1926 County Championship
- Cricket format: First-class cricket
- Tournament format: League system
- Champions: Lancashire (3rd title)
- Participants: 17

= 1926 County Championship =

English cricket tournament

The 1926 County Championship was the 33rd officially organised running of the County Championship. Lancashire County Cricket Club won the championship title for the third time.

Final placings were still decided by calculating the percentage of points gained against possible points available.
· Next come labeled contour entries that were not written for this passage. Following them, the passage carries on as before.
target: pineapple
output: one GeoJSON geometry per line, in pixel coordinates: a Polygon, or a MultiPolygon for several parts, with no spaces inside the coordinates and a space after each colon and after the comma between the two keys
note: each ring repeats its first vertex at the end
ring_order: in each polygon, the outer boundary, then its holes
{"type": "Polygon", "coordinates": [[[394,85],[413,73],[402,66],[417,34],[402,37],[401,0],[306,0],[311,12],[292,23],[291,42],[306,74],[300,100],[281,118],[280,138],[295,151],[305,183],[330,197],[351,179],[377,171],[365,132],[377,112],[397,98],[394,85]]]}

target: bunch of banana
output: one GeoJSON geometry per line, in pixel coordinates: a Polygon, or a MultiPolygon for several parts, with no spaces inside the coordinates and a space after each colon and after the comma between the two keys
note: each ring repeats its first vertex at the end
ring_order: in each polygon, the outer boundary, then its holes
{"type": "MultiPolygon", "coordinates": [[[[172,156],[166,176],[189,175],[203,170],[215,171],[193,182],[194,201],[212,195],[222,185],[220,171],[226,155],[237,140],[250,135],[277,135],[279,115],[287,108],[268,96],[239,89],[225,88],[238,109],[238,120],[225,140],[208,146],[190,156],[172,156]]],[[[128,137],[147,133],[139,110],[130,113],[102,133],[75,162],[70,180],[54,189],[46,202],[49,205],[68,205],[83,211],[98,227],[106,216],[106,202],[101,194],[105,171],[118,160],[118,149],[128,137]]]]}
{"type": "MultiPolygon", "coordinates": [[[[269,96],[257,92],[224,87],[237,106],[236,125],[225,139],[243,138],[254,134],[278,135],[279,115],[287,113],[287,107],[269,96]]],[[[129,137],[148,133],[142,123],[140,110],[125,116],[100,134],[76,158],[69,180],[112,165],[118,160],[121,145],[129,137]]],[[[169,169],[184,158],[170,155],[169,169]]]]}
The matches Yorks vs Notts, Derbys vs Leics, Northants vs Sussex were abandoned without a ball being bowled.

==Table==
- Five points were awarded for a win.
- Three points were awarded for "winning" the first innings of a drawn match.
- Two points were awarded for "tying" the first innings of a drawn match.
- One point was awarded for "losing" the first innings of a drawn match.
- Final placings were decided by calculating the percentage of possible points.

County Championship table
| Team | Pld | W | L | DWF | DLF | T | NR | Pts | %PC |
|---|---|---|---|---|---|---|---|---|---|
| Lancashire | 32 | 17 | 2 | 6 | 3 | 0 | 4 | 106 | 75.71 |
| Yorkshire | 31 | 14 | 0 | 10 | 4 | 0 | 3 | 104 | 74.28 |
| Kent | 28 | 15 | 2 | 3 | 8 | 0 | 0 | 92 | 65.71 |
| Nottinghamshire | 29 | 13 | 7 | 4 | 5 | 0 | 0 | 82 | 56.55 |
| Surrey | 26 | 7 | 4 | 8 | 3 | 0 | 4 | 62 | 56.36 |
| Middlesex | 24 | 9 | 4 | 0 | 6 | 0 | 5 | 51 | 53.68 |
| Hampshire | 28 | 10 | 5 | 4 | 8 | 0 | 1 | 70 | 51.85 |
| Glamorgan | 24 | 9 | 9 | 1 | 0 | 0 | 5 | 48 | 50.52 |
| Essex | 30 | 6 | 9 | 9 | 3 | 1 | 2 | 62.5 | 44.64 |
| Sussex | 27 | 6 | 10 | 6 | 5 | 0 | 0 | 53 | 39.25 |
| Derbyshire | 23 | 5 | 7 | 4 | 6 | 0 | 1 | 43 | 39.09 |
| Warwickshire | 28 | 2 | 9 | 8 | 5 | 0 | 4 | 39 | 32.50 |
| Leicestershire | 27 | 5 | 12 | 3 | 4 | 0 | 3 | 38 | 31.66 |
| Somerset | 26 | 3 | 9 | 3 | 6 | 1 | 4 | 32.5 | 29.54 |
| Gloucestershire | 30 | 5 | 17 | 3 | 4 | 0 | 1 | 38 | 26.20 |
| Northamptonshire | 25 | 3 | 13 | 4 | 5 | 0 | 0 | 32 | 25.60 |
| Worcestershire | 28 | 3 | 13 | 3 | 4 | 0 | 5 | 28 | 24.34 |

- Essex and Somerset were awarded 2.5 points each for a tie after the match ended with scores tied and with Essex having one wicket remaining.